Qui, Xi ha delineato gli elementi preliminari del nuovo contributo determinato a livello nazionale
che la Cina dovrebbe presentare – come tutti gli altri firmatari dell’accordo di Parigi – prima della COP26 alla fine del 2021.

Xi ha affermato che la Cina cercherà, entro il 2030, di ridurre l’intensità di carbonio per unità di PIL
di oltre il 65% rispetto ai livelli del 2005 (rispetto all’attuale obiettivo del 60% -65% entro il 2030)
e aumenterebbe la quota di combustibili non fossili nel consumo di energia al 25% entro il 2030 (rispetto all’attuale obiettivo del 20% ).


Però gli impegni della Cina fanno sorgere molti dubbi, soprattutto una volta visto il mix energetico della nazione.


Invece di ridurre la sua dipendenza dal carbone,

la Cina ha messo in funzione 38 gigawatt (GW) di nuova capacità elettrica a carbone nel 2020,

pari all’intera capacità di generazione di energia a carbone attualmente installata in Germania.



Mentre si potrebbe sostenere che la pandemia abbia reso il 2020 un anno difficile per la Cina concentrarsi sul clima,
resta da vedere quando e come la Cina rivelerà come intende raggiungere il picco delle emissioni entro il 2030
e raggiungere la neutralità del carbonio entro il 2060.

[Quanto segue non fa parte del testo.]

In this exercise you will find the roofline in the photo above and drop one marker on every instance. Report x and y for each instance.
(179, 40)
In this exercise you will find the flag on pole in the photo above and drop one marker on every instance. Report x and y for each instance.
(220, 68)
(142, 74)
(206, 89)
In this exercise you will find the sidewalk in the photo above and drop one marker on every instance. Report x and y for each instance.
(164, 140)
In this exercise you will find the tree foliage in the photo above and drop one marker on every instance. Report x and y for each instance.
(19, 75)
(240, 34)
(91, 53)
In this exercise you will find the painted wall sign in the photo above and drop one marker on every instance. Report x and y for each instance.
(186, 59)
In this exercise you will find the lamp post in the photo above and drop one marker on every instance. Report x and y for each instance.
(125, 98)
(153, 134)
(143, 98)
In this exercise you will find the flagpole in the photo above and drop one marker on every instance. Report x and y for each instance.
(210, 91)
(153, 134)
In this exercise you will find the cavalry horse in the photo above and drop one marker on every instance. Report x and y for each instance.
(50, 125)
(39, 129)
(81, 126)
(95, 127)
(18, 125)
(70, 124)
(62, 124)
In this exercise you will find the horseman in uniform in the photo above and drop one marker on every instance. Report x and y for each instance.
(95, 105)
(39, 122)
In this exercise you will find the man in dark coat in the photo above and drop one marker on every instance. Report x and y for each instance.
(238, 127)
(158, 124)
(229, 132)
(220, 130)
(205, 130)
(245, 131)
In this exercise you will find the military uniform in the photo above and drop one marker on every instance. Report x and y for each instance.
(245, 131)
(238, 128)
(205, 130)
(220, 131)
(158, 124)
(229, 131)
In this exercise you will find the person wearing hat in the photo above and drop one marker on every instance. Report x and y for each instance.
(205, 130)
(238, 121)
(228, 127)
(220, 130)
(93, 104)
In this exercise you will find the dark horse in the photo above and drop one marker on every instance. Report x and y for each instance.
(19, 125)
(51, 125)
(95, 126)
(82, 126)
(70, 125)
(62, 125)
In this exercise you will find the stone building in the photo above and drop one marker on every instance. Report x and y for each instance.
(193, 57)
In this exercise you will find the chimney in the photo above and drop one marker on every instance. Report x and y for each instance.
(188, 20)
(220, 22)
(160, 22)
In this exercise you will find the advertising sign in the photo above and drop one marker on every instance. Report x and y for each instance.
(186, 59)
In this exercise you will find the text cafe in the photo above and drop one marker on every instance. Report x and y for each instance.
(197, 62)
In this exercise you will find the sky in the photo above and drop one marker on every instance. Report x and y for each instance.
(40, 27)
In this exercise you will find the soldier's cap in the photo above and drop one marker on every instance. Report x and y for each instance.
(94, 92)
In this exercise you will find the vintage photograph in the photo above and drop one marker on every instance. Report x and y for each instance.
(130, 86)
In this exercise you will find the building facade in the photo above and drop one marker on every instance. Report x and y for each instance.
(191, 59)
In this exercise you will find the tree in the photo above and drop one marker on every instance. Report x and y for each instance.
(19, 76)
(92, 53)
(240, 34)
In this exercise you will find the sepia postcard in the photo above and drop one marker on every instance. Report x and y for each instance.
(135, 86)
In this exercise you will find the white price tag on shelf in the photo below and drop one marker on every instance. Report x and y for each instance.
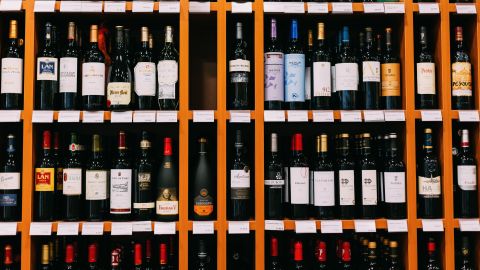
(41, 228)
(42, 117)
(331, 226)
(165, 228)
(397, 225)
(363, 226)
(203, 227)
(432, 225)
(67, 228)
(92, 228)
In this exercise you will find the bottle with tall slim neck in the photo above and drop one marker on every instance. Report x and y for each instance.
(274, 70)
(321, 73)
(144, 74)
(391, 75)
(47, 72)
(429, 181)
(121, 182)
(462, 96)
(465, 174)
(69, 72)
(294, 71)
(274, 182)
(93, 74)
(167, 185)
(426, 95)
(12, 72)
(167, 73)
(239, 69)
(323, 180)
(203, 195)
(346, 75)
(240, 181)
(10, 177)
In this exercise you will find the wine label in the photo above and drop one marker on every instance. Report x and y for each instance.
(294, 77)
(144, 73)
(274, 71)
(346, 179)
(394, 187)
(324, 188)
(9, 181)
(96, 185)
(93, 79)
(369, 187)
(322, 84)
(426, 78)
(68, 74)
(299, 185)
(72, 181)
(461, 79)
(371, 71)
(120, 191)
(391, 79)
(467, 177)
(11, 76)
(346, 76)
(44, 179)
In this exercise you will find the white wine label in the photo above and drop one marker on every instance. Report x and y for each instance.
(11, 76)
(93, 79)
(144, 73)
(68, 74)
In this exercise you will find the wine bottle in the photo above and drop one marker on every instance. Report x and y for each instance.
(346, 75)
(121, 182)
(69, 72)
(11, 83)
(203, 186)
(294, 71)
(429, 181)
(119, 87)
(10, 175)
(167, 73)
(465, 173)
(93, 74)
(47, 72)
(274, 70)
(240, 181)
(426, 96)
(274, 183)
(321, 73)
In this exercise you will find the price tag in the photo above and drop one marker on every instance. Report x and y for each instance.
(10, 116)
(165, 228)
(351, 116)
(121, 117)
(42, 117)
(274, 225)
(41, 228)
(468, 116)
(92, 117)
(69, 116)
(431, 115)
(397, 225)
(432, 225)
(365, 226)
(274, 116)
(203, 116)
(67, 228)
(331, 226)
(203, 227)
(238, 227)
(92, 228)
(122, 228)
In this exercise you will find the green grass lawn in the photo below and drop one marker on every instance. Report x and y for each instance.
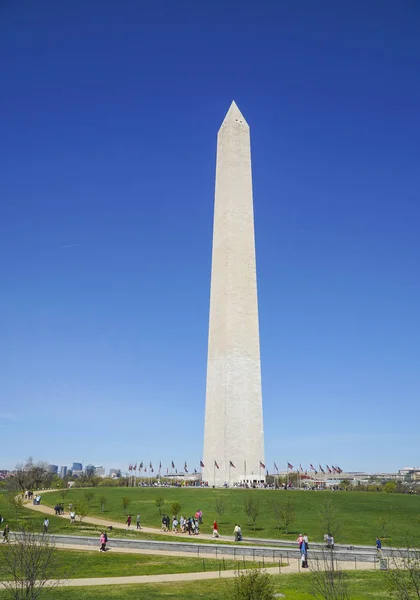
(74, 564)
(363, 586)
(357, 512)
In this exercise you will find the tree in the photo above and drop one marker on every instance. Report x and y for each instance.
(276, 509)
(328, 517)
(287, 514)
(404, 575)
(15, 502)
(382, 523)
(28, 564)
(102, 501)
(219, 507)
(64, 493)
(125, 501)
(328, 582)
(175, 508)
(89, 497)
(390, 487)
(82, 510)
(32, 475)
(159, 502)
(253, 511)
(251, 585)
(248, 506)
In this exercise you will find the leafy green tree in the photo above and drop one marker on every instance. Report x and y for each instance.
(287, 514)
(329, 518)
(276, 509)
(15, 502)
(89, 497)
(251, 585)
(219, 507)
(159, 502)
(82, 510)
(382, 523)
(175, 508)
(125, 501)
(390, 487)
(102, 501)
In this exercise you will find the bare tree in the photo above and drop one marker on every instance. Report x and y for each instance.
(250, 585)
(30, 565)
(327, 581)
(404, 574)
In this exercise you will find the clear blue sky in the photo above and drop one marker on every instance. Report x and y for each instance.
(108, 119)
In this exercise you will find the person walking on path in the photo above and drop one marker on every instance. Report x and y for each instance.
(103, 541)
(46, 524)
(6, 534)
(216, 529)
(236, 533)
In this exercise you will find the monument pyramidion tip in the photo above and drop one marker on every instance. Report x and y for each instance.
(234, 115)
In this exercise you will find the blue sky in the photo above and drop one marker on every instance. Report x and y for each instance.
(108, 119)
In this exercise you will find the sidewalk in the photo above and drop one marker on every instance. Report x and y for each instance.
(178, 577)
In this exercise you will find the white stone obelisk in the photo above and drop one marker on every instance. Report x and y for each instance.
(233, 432)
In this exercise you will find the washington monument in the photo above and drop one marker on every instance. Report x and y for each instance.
(233, 431)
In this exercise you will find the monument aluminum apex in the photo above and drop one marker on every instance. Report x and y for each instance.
(233, 431)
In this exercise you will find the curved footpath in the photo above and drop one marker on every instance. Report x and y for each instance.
(193, 539)
(293, 567)
(179, 577)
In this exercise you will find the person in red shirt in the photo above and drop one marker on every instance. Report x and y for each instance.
(215, 529)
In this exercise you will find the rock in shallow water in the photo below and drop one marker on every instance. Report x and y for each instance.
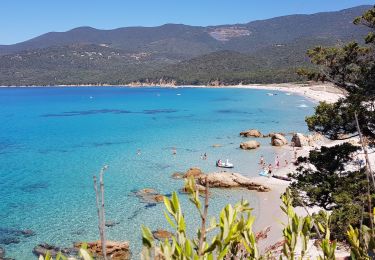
(42, 249)
(299, 140)
(251, 133)
(117, 250)
(278, 140)
(249, 145)
(230, 180)
(161, 234)
(149, 196)
(195, 172)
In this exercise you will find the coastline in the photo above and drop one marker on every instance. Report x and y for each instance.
(317, 92)
(270, 213)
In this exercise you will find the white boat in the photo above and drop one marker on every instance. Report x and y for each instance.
(222, 164)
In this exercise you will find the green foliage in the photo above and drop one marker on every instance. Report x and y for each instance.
(362, 243)
(322, 180)
(297, 228)
(233, 237)
(352, 68)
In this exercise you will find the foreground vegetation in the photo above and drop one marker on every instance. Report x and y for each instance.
(330, 178)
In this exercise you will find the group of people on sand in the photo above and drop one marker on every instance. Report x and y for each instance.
(269, 169)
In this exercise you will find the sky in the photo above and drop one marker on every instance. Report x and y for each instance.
(21, 20)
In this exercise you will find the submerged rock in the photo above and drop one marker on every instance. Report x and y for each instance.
(42, 249)
(116, 250)
(161, 234)
(230, 180)
(299, 140)
(28, 233)
(273, 134)
(194, 172)
(110, 223)
(251, 133)
(149, 196)
(249, 145)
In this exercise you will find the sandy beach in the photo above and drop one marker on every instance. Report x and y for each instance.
(270, 214)
(314, 91)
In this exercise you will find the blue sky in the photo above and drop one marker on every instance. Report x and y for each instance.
(24, 19)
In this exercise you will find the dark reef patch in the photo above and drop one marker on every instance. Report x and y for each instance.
(13, 236)
(34, 187)
(233, 111)
(88, 112)
(158, 111)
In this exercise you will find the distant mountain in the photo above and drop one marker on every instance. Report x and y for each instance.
(258, 51)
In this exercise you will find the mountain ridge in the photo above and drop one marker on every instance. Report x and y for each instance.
(263, 51)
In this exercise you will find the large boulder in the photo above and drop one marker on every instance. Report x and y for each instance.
(149, 196)
(161, 234)
(278, 140)
(249, 145)
(251, 133)
(177, 175)
(114, 249)
(230, 180)
(195, 172)
(299, 140)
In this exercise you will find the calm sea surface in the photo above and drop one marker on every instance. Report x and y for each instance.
(53, 140)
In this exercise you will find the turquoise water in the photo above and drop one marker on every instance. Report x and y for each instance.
(53, 140)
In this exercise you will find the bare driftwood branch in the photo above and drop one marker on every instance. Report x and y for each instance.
(99, 194)
(202, 239)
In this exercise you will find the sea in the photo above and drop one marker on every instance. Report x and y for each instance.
(53, 140)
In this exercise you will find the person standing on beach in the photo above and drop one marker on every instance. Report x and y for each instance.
(277, 162)
(269, 170)
(261, 162)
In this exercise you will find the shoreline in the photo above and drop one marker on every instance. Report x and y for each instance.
(317, 92)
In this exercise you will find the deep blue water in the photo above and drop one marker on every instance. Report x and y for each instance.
(53, 140)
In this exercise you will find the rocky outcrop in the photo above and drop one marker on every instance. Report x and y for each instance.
(299, 140)
(149, 196)
(278, 140)
(230, 180)
(177, 175)
(313, 138)
(272, 134)
(114, 249)
(193, 172)
(249, 145)
(161, 234)
(251, 133)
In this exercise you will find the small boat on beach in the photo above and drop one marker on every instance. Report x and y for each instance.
(226, 164)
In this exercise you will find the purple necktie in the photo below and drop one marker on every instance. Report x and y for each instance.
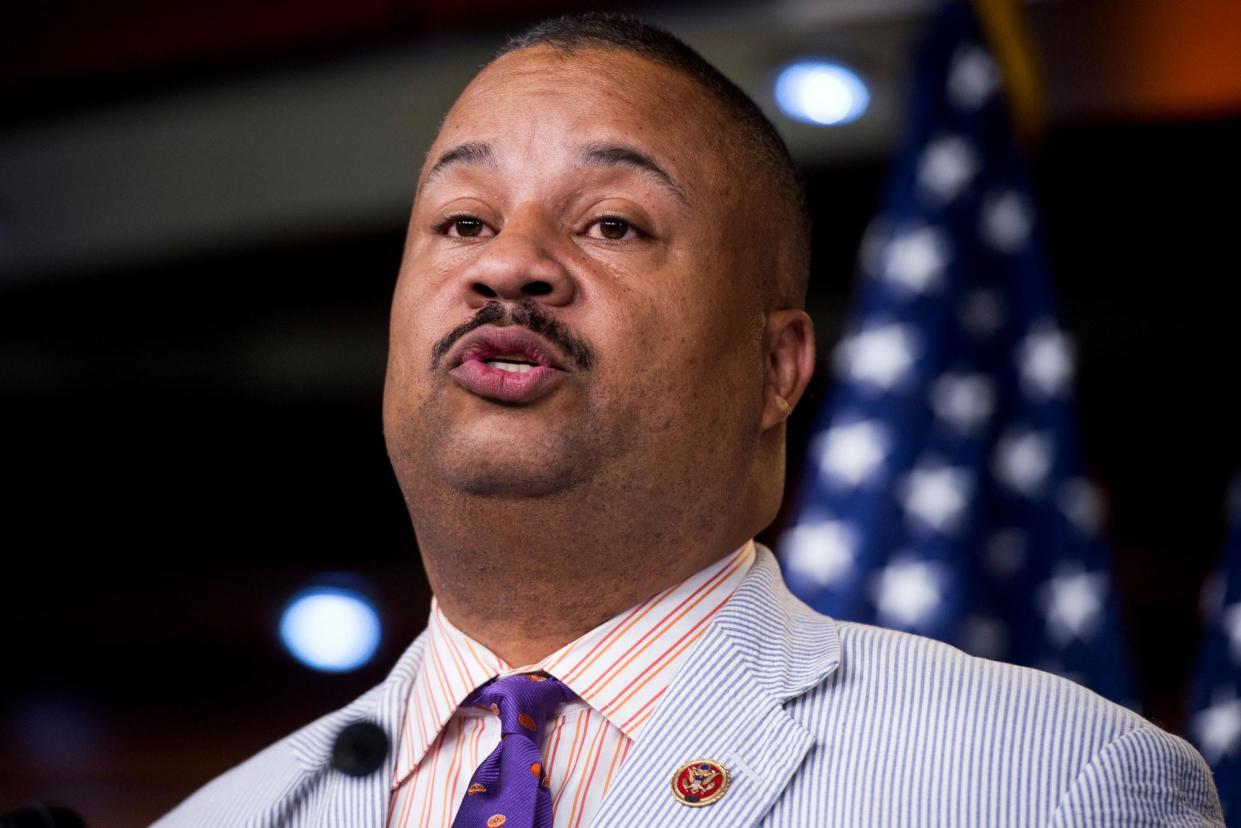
(510, 787)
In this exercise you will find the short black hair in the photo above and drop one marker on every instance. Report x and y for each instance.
(626, 32)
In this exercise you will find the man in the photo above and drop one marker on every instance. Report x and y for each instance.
(597, 335)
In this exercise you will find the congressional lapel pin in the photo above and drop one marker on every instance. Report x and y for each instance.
(700, 782)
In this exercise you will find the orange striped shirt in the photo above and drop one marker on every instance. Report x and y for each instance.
(618, 670)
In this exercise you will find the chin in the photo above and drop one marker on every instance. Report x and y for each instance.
(505, 459)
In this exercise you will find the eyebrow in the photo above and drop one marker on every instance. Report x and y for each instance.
(480, 154)
(622, 155)
(470, 153)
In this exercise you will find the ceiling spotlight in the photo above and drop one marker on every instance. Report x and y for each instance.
(330, 628)
(820, 92)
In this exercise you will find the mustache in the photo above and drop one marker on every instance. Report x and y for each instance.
(528, 314)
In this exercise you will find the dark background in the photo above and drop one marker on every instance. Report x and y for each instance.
(191, 437)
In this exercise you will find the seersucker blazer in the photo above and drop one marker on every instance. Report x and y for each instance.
(819, 723)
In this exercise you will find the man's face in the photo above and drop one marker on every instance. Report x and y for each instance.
(577, 302)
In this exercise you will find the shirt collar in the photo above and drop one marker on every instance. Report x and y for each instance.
(621, 668)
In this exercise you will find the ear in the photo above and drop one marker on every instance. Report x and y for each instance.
(788, 344)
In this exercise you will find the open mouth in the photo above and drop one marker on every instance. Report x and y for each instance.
(510, 365)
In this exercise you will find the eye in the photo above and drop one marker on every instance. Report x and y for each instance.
(612, 229)
(462, 227)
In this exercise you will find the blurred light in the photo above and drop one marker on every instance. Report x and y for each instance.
(820, 92)
(330, 628)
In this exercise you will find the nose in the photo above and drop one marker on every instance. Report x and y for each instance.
(519, 262)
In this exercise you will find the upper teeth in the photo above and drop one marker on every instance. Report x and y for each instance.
(516, 368)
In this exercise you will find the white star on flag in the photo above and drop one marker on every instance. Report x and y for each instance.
(973, 77)
(907, 591)
(964, 401)
(1007, 221)
(1230, 620)
(851, 453)
(1218, 728)
(880, 355)
(937, 495)
(915, 258)
(819, 553)
(947, 165)
(1082, 504)
(1072, 601)
(983, 312)
(1023, 461)
(1045, 359)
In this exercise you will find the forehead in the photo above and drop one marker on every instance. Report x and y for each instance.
(540, 101)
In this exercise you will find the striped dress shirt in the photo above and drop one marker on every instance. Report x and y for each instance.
(820, 724)
(618, 670)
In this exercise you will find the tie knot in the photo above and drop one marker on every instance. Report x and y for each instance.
(523, 702)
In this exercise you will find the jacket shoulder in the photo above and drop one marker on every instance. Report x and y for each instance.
(912, 726)
(286, 783)
(261, 791)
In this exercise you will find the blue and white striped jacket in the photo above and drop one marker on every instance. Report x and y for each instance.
(820, 723)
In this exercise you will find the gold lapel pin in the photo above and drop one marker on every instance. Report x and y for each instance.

Il luogo più ovvio per cercare tali informazioni è il 14 ° piano quinquennale (FYP) della Cina,
annunciato al Congresso nazionale del popolo nel marzo 2021.

I piani quinquennali sono la principale forza guida della politica cinese a tutti i livelli di governo.

Sfortunatamente, sulle misure climatiche, il 14 ° FYP non è all’altezza.

In sostanza, delinea una continuazione delle tendenze esistenti, piuttosto che un’accelerazione dell’azione per il clima.

Fortemente incentrato sullo sviluppo del settore manifatturiero (in particolare attraverso obiettivi rigorosi sull’innovazione guidata dallo Stato),
il piano non menziona né un limite al carbone, né un limite alle emissioni .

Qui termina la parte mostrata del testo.